Boys Like Trucks and Girls Like Dolls: Becoming a Parent
Becoming a parent is a humbling endeavor from the very start. We all have preconceived ideas and opinions on how we will, perhaps, do it differently. We often have non experience based theories of how child raising should be. There is an almost quaint naivete to our well intentioned but, often, misguided notions of how we will somehow do it better. And then you have children.
Studying sociology in my liberal arts New England University, I was taught that gender proclivities are taught to us by society. The sociological theory being that we are given subtle and overt messages from the moment we are born that socialize us into certain gender roles, stereotypes, habits, and preferences. My professor asserted that without these societal constructs, we would be inherently more neutral and unbiased towards our definitions of ourselves.
I was ready to be the most open minded mother ever. My boy would play with dolls if he wanted to. He could paint his nails if the urge struck him. My daughter could wear a tie, wear short hair, and play baseball with the boys, if she so desired. I was going to be gender neutral and open minded and thoroughly modern. Because I wore my intellectual theories like a badge of pride, so goeth the fall of cold hard truths. My son came into this world with an incomprehensible passion for garbage trucks that made me wonder if I myself had ever loved anything as much as that kid loved a giant green garbage truck. My daughter has been obsessed with babies since she was able to hold her arms out and take hold of a babydoll; she has barely thought of much else.They were thoroughly and completely entrenched in traditional male and female interests and definitions.

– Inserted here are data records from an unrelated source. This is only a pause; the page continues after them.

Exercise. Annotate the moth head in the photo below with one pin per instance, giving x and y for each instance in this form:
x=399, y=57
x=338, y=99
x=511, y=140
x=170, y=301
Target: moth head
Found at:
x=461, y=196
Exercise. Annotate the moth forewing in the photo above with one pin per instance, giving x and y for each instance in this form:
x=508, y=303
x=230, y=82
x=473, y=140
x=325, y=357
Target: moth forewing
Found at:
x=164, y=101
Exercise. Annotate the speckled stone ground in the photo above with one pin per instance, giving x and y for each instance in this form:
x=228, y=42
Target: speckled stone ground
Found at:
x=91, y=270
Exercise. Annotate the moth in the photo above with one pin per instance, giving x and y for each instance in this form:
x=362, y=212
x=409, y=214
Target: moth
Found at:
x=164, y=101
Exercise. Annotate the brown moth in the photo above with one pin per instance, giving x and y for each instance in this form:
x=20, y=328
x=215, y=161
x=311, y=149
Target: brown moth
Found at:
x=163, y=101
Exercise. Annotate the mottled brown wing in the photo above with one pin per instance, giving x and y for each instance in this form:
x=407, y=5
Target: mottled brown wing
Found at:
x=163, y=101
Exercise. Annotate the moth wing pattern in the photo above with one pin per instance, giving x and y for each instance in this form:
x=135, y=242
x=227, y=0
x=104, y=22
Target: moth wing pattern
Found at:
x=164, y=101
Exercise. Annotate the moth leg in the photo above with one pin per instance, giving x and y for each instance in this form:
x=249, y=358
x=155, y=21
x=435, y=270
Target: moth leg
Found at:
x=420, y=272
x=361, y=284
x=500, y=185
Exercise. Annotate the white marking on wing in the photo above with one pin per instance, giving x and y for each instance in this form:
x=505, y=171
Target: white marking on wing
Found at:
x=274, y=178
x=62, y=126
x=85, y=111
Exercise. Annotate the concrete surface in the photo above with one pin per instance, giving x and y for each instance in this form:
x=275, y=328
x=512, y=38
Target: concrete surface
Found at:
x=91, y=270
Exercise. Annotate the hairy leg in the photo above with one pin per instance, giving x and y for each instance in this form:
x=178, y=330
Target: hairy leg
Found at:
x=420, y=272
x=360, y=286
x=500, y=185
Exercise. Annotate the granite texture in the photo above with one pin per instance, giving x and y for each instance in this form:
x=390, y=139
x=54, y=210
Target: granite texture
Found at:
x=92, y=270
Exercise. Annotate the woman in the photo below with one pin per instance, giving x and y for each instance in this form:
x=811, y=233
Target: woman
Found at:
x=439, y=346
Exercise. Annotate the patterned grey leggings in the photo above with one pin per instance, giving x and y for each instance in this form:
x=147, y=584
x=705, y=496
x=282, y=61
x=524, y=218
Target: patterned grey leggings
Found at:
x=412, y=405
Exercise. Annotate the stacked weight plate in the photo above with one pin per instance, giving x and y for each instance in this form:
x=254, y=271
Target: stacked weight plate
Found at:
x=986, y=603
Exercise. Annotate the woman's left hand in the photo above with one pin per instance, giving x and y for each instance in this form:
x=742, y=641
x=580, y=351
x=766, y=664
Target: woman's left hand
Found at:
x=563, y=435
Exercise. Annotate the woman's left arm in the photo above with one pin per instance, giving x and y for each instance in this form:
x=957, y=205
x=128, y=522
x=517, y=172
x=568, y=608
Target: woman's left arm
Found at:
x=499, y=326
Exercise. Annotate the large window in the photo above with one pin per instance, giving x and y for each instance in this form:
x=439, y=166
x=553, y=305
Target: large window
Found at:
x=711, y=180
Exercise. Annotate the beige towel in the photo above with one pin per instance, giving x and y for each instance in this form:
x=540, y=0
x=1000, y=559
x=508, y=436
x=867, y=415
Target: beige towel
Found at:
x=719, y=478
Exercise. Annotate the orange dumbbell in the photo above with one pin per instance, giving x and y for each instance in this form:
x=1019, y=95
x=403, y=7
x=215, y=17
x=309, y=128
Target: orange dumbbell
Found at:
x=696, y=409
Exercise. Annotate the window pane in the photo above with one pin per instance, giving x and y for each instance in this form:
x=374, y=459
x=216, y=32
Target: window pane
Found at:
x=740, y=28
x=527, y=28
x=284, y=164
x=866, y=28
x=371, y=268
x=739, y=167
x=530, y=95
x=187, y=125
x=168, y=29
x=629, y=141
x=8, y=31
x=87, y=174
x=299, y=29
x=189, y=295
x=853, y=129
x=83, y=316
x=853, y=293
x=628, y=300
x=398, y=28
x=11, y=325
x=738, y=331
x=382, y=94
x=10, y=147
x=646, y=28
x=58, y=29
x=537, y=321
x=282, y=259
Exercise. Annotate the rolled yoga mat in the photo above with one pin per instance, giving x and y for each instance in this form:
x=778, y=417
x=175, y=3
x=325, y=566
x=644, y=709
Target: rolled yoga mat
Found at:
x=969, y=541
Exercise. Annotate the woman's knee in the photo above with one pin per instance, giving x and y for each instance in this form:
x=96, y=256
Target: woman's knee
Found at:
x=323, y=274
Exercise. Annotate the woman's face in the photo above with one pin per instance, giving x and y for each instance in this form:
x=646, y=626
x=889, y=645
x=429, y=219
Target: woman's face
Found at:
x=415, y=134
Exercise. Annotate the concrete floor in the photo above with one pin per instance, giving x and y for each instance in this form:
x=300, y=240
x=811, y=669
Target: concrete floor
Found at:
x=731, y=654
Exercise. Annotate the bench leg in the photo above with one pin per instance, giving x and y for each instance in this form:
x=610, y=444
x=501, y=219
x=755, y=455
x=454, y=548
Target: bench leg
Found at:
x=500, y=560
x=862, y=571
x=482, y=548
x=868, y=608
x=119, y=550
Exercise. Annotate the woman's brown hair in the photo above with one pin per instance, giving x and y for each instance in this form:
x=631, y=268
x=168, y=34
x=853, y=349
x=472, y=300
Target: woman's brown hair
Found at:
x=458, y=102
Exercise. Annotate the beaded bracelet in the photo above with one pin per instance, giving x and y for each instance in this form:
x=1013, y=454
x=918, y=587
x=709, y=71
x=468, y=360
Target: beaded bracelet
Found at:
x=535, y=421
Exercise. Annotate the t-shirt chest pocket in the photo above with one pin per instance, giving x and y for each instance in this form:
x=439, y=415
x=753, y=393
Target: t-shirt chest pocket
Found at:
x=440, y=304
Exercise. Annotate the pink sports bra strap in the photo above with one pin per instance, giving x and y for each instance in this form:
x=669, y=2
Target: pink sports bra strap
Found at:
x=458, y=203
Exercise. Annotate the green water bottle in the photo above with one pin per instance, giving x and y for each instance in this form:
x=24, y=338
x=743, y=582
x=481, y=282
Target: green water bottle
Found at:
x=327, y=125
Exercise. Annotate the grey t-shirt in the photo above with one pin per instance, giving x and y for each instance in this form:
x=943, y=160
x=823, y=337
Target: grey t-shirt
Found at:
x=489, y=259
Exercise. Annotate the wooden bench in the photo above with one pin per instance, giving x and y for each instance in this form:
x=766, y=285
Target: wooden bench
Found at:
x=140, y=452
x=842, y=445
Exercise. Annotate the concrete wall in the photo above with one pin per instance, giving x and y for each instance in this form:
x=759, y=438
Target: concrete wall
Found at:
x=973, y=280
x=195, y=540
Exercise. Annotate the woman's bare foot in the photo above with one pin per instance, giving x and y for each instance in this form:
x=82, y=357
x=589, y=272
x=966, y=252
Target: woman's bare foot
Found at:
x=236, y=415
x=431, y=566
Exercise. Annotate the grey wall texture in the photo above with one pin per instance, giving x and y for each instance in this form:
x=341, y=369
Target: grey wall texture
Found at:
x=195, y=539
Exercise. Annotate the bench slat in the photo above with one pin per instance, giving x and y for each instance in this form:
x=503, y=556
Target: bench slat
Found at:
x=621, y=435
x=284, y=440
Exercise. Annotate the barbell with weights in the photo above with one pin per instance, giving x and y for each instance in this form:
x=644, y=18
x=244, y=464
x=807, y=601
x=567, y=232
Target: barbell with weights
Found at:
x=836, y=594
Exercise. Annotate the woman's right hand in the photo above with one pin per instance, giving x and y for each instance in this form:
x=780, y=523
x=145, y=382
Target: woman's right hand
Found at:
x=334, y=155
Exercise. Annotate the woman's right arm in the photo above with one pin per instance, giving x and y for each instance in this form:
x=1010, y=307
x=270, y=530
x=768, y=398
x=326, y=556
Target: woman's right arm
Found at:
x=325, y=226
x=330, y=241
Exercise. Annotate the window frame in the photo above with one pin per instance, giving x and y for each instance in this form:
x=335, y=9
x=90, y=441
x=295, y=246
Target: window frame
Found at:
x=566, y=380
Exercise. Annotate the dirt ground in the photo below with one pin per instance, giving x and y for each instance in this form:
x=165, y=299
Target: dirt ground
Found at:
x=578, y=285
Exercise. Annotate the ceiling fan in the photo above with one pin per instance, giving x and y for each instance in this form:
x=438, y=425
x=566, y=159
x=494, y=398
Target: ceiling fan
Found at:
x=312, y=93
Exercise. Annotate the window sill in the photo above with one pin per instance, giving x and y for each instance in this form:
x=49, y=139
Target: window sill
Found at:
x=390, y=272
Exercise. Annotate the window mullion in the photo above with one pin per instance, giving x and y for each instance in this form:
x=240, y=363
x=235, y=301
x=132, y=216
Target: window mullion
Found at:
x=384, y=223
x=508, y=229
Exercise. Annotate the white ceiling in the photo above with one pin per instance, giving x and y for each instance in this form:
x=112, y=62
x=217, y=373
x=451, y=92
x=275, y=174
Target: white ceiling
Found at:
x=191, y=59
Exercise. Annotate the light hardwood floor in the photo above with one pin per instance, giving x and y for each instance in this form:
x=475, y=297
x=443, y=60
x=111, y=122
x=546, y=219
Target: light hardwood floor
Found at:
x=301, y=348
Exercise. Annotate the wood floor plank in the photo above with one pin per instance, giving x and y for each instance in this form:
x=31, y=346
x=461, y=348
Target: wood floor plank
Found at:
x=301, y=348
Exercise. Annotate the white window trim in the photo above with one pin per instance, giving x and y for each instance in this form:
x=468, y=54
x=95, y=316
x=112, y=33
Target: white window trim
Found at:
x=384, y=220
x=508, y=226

Not to say this is everyone’s truth, but it was mine. And it was all ok. Because they were genuinely being who they were. If they had been the kind of kids that eschewed traditional gender stereotypes, I’m proud to say that I would have been fine with it. I am also fine with the fact that I now don’t believe in what the sociology professor espoused. There are ingrained parts of ourselves that are just truly to our core, who we are. Whether we are gay, straight, or transgender, my experience as a mother taught me the humility of letting experience be the best teacher. I am honored to settle into the great unfolding unknown of each passing day of motherhood with all that these little souls came here to teach me.